Sur la ville d'Atakpamé les efforts actuels sont concentrés sur la mise en place de structures économiques et commerciales avec la construction d'un ensemble de marchés spécialisés. La construction du marché aux poissons vient justement de débuter en ce début mai. Il jouera un rôle positif supplémentaire dans la réponse aux besoins alimentaires de cette ville de 65 000 habitants et dans la région. Il viendra compléter les marchés aux tubercules, aux fruits et aux céréales déjà mis en place.

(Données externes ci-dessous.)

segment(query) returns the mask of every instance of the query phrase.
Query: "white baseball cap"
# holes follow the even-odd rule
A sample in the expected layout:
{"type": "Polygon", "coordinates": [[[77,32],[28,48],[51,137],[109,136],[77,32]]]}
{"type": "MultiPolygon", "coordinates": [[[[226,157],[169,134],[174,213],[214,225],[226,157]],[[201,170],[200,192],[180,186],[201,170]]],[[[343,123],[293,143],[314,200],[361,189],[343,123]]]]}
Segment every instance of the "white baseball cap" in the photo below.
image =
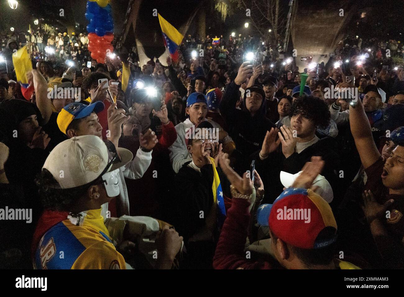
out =
{"type": "MultiPolygon", "coordinates": [[[[293,184],[296,178],[303,171],[299,171],[295,174],[288,173],[285,171],[281,171],[280,175],[280,181],[283,186],[286,188],[290,187],[293,184]]],[[[313,182],[313,185],[318,186],[314,192],[321,196],[323,199],[330,203],[334,199],[334,193],[330,183],[322,175],[319,174],[313,182]]]]}
{"type": "Polygon", "coordinates": [[[106,141],[86,135],[62,141],[49,154],[42,169],[49,171],[62,189],[69,189],[88,183],[130,162],[133,155],[130,151],[116,149],[106,141]],[[114,158],[116,152],[119,157],[114,158]]]}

Tout cela, sous la gestion et l'animation des groupements de femmes de la ville d'Atakpamé et dans le cadre des services municipaux.  

 

 Nous souhaitons que ces expériences puissent servir aussi à d'autres villes togolaises si demain la décentralisation peut enfin se mettre en route, ainsi qu'avec la ville de Covè au Bénin, car nous croyons aux vertus des échanges entre villes africaines pour renforcer leur propre développement.


En espérant que cette information qu'il est dramatiquement nécessaire de faire connaitre sera largement diffusée.